My leadership team and I were reacting to events rather than being proactive. I realised to truly scale and drive growth, I needed to have a proactive scaling strategy.

A proactive strategy

A proactive scaling strategy is to understand the needs of the market. Understanding how many customers would have that need. Furthermore, how many customers do I need to satisfy our growth expectations.    

To be clear, this was not about throwing away what we had. It was about being very focussed in identifying the products we felt:

  1. Could clearly see solve a problem in the market.
  1. Could be differentiated from our competition.
  1. Met the needs of our Core Customer.

Who is the Core Customer

The Core Customer then becomes an interesting definition. The most important being that this is a real person buying who was buying our product, not a company.  

Once you have identified there is a market need for your product then there has to be a buying persona who is actually buying. The buying persona for each product has; a description, needs, and drivers.

We identified two groups and four personas that would become our key focus for growth:

  1. Planners
  1. Marketing Planner
  1. Sales Planner
  1. Fixers
  1. Marketing Fixers
  1. Sales Fixers

Planners are the people who decide what the business is going to do (strategy). Fixers are the implementers of the what the Planners decided (tactical).  

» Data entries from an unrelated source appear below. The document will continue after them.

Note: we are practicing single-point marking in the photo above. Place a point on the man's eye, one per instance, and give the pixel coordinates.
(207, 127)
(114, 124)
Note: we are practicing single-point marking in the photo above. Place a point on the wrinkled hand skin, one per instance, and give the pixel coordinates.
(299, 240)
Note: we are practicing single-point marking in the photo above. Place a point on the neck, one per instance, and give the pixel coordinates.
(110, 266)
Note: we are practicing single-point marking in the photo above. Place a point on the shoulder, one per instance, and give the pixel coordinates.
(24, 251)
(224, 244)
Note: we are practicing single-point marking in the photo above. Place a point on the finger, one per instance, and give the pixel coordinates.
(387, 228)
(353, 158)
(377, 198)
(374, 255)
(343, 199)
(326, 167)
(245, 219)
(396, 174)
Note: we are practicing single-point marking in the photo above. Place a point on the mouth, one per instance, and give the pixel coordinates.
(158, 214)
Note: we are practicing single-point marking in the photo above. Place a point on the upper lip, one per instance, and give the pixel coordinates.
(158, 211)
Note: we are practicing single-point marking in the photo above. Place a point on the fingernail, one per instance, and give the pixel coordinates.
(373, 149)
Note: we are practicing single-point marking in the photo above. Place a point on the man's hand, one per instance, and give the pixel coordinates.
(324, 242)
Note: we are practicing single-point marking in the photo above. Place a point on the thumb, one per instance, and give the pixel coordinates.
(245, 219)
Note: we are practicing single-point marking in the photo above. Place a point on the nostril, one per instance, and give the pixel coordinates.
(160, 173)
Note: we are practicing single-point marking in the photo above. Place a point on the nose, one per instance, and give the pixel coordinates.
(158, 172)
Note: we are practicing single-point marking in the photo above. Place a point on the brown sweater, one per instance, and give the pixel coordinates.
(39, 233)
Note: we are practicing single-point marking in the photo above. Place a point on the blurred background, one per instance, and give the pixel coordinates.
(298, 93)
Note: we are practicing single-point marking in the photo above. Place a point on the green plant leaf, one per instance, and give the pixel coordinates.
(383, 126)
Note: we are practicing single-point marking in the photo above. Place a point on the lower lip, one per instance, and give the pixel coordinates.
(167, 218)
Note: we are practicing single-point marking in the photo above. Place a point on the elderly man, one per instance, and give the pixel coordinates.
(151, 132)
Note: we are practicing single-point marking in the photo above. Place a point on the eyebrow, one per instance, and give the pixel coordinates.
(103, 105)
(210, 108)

What became clear to us was that most purchase orders for our products was with the Fixers. This meant products targeted at this persona needed to be highly outcome focused. However, the influence on what products should be used to solve a market problem was with the Planners. Products targeted at this persona, whilst showing an outcome, also needed to show how they supported a wider strategy.

Each product had messaging developed that addressed:

  1. What problem the product solved for the persona.  
  1. How we delivered the product as it related to each persona.
  1. The outcomes based on the persona’s key drivers.

From these three elements within the frame of the market need, the self-limiting factors began to quickly erode.

  1. Our marketing and sales outreach was focussed on communicating our differentiated offer.
  1. Our delivery teams were trained to deliver on that offer.
  1. We knew the skills and experience needed in sales and delivery people to scale the offer.
  1. We knew the customer needs to be able to deliver a great CX.

A strategy to scale  

A strategy to address scaling requires effort. It requires a business to move from a reactive environment. This is where the business today responds to the customer’s need of the day.

The move is to a proactive environment. This is where the problem the products solve in the market is predefined. The core customer persona is known and proactively targeted.  

An important aspect in a scaling strategy process is the inclusion of the leadership team and, where possible, customer facing managers in defining the core customer persona. Understanding the needs and drivers is not something gathered only from the sales teams. Anybody who is involved in delivering a great customer experience to this persona has valuable insight.  

If you recognise these self-limiting factors in your business, there is a methodology that can be applied. It can identify the right products to scale and deliver core customers a path to achieve scalable growth.